Oh astaga. Dia masih mengingat baju itu. Tapi tak ada salahnya aku membawanya, toh aku masih menyimpannya juga kan.
Pagi-pagi sekali kami sudah lepas landas. Untung saja semalam aku menolak lembur, jika tidak kami pasti sudah ketinggalan pesawat karena terlambat bangun.
Hari pertama mas Bara langsung membawaku menuju lokasi proyeknya berada. Di lahan pinggir pantai dengan pemandangan yang cukup memanjakan mata. Proyek kali ini adalah proyek pembuatan Resort. Kali ini mas Bar hanya sedang meninjau lokasinya terlebih dahulu sebelum ia menyetujui kesepakatan.
"Bagaimana sayang?"
"Bagus mas. Sepertinya jika kita membuat resort disini akan banyak sekali peminatnya. Untuk perizinannya bagaimana?"
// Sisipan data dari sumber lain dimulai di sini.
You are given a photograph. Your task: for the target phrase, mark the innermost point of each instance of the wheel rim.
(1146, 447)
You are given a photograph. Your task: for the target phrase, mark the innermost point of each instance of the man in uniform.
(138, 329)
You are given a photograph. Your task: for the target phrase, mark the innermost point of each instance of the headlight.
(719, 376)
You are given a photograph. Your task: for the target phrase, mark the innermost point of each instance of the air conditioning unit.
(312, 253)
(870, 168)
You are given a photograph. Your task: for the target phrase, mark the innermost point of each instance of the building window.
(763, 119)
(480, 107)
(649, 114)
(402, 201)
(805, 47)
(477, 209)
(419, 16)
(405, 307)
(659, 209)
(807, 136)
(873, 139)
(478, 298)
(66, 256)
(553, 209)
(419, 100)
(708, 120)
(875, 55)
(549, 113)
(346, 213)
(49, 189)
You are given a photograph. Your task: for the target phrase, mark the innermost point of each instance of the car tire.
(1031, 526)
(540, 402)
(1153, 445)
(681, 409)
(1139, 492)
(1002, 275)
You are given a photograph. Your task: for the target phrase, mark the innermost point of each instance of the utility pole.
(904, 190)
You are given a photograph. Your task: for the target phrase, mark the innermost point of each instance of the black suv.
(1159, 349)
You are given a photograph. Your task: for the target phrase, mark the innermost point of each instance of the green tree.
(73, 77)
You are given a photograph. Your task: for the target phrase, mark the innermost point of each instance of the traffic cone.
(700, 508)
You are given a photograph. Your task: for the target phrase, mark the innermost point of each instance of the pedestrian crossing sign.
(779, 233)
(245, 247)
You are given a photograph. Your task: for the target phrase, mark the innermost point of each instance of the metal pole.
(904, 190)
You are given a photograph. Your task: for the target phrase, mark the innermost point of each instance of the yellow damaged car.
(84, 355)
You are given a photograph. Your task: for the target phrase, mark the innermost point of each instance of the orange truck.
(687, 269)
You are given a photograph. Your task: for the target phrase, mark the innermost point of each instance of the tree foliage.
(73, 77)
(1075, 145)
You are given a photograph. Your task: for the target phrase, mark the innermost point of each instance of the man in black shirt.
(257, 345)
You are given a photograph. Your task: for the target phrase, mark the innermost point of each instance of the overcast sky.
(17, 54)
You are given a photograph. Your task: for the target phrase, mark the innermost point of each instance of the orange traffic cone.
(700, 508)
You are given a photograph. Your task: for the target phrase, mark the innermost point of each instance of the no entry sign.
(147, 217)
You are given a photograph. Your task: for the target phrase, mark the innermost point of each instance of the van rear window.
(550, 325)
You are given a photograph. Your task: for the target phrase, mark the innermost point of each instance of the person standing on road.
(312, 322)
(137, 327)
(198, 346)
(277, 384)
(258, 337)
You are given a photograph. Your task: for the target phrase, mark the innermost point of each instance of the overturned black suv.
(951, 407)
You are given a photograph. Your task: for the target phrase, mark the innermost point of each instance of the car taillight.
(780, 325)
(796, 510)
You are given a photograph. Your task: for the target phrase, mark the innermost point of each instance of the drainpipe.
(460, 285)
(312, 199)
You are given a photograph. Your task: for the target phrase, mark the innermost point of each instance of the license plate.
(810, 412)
"Semuanya tidak masalah. Tinggal menunggu keputusanku saja. Iya atau tidak."
"Terus apa yang menjadi pertimbangan mas?"
"Aku takut om Hardi akan melakukan sesuatu lagi dan tentu kali ini aku tak akan tinggal diam. Saat proyek di bogor aku sempat akan memperkarakan kasusnya, tapi kakek tahu dan memintaku untuk kembali bersabar. Kamu ingatkan saat kita menginap di rumah kakek malam itu, aku disuruh menghadap kakek sebelum tidur. Saat itu kakek berbicara panjang lebar padaku. Poin pentingnya kakek tak ingin jika anak keturunannya sampai berselisih dan memperebutkan duniawi yang hanya akan memecah keutuhan keluarga.
Kakek hanya memiliki dua orang putra, papa dan om Hardi. Keduanya sama-sama kakek besarkan dengan kasih sayang dan pendidikan yang sama. Hanya saja prestasi yang papa dan om hardi dapatkan tak sama. Papa lebih unggul dan selalu membanggakan. Dan itu membuat om Hardi iri, bahkan berbuntut padaku yang sebenarnya tak bersalah apa-apa padanya."
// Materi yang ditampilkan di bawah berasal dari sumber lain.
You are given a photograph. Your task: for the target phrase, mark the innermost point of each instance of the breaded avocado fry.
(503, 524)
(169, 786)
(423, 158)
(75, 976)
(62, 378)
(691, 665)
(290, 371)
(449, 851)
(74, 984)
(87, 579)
"Hmm mas Bara optimis saja. Kita lihat bagaimana kedepannya, yang penting mas bara fokus dan teliti. Mas bara kan cerdas. Aku yakin mas Bara bisa mengatasi apapun dengan kecerdasan yang mas Bara miliki." Aku menggenggam tangannya. Meyakinkan dirinya agar ia percaya pada kemampuannya.
"Makasih ya." Ia menatapku dan memegang tanganku erat. Ia mendekatkan wajahnya dan mencium bibirku lembut. Ah sempurna sekali pemandangan kali ini, berciuman dengan back ground Sunset sore yang indah.